Journal List > J Korean Soc Radiol > v.62(5) > 1086761

Park, Kim, and Jou: Diagnostic Usefulness of a Multimodality Study in a Mediastinal Hemangioma: A Case Report


Cavernous hemangiomas of the mediastinum are rare tumors that usually occur in young patents. We present a case of cavernous hemangioma in a 12-year-old girl. This case was seen as nonenhancing cystic mass on CT, mimicking lymphangioma. US demonstrated a hyperechoic mass, while MRI revealed a T2 high SI with delayed homogenous enhancement. US and MRI were found to be useful tools for the diagnosis of hemangiomas, seen as a cystic mass on a chest CT scan.

Figures and Tables

Fig. 1

Chest radiograph demonstrates bilateral superior mediastinal mass, prominent in right side.

Fig. 2

Chest CT images of a 12-year-old girl with mediastinal hemangioma.

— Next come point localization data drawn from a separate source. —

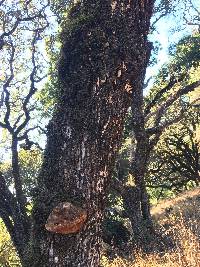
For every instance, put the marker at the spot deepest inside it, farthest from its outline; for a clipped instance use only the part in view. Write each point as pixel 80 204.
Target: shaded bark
pixel 104 52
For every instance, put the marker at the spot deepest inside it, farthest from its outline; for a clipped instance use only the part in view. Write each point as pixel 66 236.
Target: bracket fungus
pixel 66 218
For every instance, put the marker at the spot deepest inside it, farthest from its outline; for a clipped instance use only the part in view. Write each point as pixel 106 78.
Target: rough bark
pixel 104 52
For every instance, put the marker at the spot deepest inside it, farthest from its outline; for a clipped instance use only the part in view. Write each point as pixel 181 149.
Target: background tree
pixel 23 25
pixel 151 116
pixel 176 163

A. Precontrast CT scan reveals low attenuating mediastinal mass (mean 40 HU) without phlebolith, surrounding great vessels and trachea.
B. Postcontrast CT scan shows little enhancement of the mass and right pleural effusion.
Fig. 3

Sonography shows hyperechoic mass (M) in posterior to thoracic great vessels.

Fig. 4

Chest MRI images of a 12-year-old girl with mediastinal hemangioma.

A. Axial T1-weighted MRI shows heterogenous low to iso-intensity mass relatively hypointense to the skeletal muscle.
B. Axial T2-weighted MRI shows high-intensity mass with multiple structures of tubular signal voiding.
C. Axial dynamic enhanced T1-weighted MRI at 60 seconds reveals no enhancement of the mass.
D, E. Axial and coronal enhanced T1-weighted MRI after 60 minutes show diffuse, strong enhancement of the mass.
Fig. 5

Histopathological features of mediastinal hemangioma.

A. The cut surface shows various sized spaces containing blood clots.
B. The tumor is composed of various sized blood vessels or irregular vascular spaces lined by endothelial cells (H & E, ×100).